The petition claims that Williams “believes he is or may be the sole surviving legal heir” of the music legend, who died suddenly at age 57 on April 21 without leaving any known will.
A 2014 court document on Williams’ sentencing said that he had a troubled childhood and wrote: “His father had no presence at all in his life.”
The sentencing memorandum said that Williams had seven half-siblings and that he dropped out of school in 10th grade before being convicted on drug offenses.
The extent of Prince’s fortune remains unclear but it is likely to be considerable as the acclaimed artist had sold more than 100 million records.
An heir would also have control over Prince’s legendary vault at his Paisley Park estate near Minneapolis, which is said to hold massive amounts of unreleased material.
Prince’s sister and five living half-siblings have been named as heirs and assigned a special administrator to handle his estate.

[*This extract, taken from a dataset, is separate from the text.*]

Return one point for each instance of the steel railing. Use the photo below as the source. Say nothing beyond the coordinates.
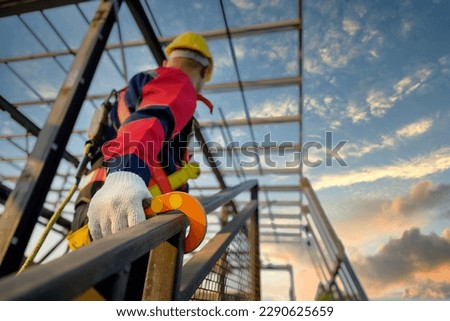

Prince had a son in 1996 with his then wife, dancer Mayte Garcia, but the boy died a week later from a rare condition.
Williams is not the only person who is seeking a slice of Prince’s estate.
A California man named Rodney Herachio Dixon has said that he should hold the rights to all of Prince’s intellectual property plus $1 billion — an amount that few believe the singer had.
Dixon said he had reached a verbal and implied agreement with Prince in 1994. In a filing unusual by legal standards, Dixon quoted an interview by Prince in which the singer said “I am music.”
“If Prince is music, and the music he had left when he died is a representation of himself, and that is all that is left upon his departure, then he made his ‘will’ known on television,” Dixon said.